It’s all about the psoas. A psoas major muscle in good working order is the engine that drives the body. When we are walking well the psoas initiates movement forward rescuing the body from imminent fall over and over again. A very wise student who also happened to be named Wise made an off-hand comment to me during a yoga class I was teaching many years ago. One day in class I was babbling on in my way when she looked at me and said: “You have to realize that the psoas is a back-body muscle.”
A few years I began to understand what she meant and that awareness is now the cornerstone of what I teach. The psoas major connects at the back of the inner thigh and along the lumbar vertebrae. If the legs are directly under the hips the psoas is pulled into natural tension moving forward from the inner thigh to cross the pelvis and back again to connect to the lower spine. This tension is what creates and maintains the lumbar curve.

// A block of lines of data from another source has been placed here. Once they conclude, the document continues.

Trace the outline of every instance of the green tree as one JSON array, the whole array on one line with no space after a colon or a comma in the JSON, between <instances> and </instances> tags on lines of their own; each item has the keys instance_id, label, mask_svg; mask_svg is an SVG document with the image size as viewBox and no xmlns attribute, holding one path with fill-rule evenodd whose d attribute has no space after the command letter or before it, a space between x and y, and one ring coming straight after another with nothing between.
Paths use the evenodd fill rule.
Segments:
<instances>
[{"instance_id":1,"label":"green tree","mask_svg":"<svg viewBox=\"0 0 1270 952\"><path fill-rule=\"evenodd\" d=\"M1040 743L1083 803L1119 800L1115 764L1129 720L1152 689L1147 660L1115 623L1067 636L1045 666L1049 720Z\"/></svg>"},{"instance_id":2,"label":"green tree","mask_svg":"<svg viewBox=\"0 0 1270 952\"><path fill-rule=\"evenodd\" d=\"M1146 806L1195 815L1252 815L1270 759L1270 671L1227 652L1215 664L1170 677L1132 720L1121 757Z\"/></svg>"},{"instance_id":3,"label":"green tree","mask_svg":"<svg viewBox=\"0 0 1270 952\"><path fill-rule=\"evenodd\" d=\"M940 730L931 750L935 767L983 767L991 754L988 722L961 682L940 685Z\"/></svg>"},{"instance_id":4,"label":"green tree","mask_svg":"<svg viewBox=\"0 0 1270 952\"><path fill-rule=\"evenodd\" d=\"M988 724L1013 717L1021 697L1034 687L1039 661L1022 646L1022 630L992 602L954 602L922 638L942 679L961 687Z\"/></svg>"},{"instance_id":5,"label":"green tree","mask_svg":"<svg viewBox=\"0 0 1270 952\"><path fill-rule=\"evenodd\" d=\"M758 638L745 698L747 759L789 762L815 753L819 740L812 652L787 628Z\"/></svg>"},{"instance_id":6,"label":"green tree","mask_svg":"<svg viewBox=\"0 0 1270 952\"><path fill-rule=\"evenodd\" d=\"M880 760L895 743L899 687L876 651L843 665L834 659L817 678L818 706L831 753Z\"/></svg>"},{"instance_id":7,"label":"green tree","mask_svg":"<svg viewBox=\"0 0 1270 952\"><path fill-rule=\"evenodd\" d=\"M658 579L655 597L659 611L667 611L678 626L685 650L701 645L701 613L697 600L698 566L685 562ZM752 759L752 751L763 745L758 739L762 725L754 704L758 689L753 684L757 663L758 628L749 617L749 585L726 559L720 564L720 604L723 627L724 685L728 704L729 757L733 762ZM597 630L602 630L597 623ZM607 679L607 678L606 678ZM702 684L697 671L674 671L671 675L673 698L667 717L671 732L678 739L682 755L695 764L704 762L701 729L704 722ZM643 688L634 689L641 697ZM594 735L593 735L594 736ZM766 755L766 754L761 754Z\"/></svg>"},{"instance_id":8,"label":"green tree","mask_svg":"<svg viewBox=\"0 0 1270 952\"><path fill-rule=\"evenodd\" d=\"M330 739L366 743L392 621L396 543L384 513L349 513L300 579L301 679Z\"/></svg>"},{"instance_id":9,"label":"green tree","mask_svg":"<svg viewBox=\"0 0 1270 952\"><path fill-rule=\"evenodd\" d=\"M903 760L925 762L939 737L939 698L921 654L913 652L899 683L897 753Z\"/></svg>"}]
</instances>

It also helps in keeping the spine upright over the pelvis because when the psoas major tones across the pelvis pulling the lumbar vertebrae forward and down, the erector muscles of the spine lengthen up to support the head above the shoulders. This is the pulley action that I have written about before. A pulley is a simple machine that allows the rope that encircles it to generate force. The hip bone is the pulley and the psoas is the rope. This pulley action only happens if the psoas major is situated at the back of the body both above and below the pelvis.
If we tuck the pelvis and allow the thighs to move forward of the hips the psoas is no longer a back-body muscle and we lose all of the good energy that is created by simply aligning the psoas correctly.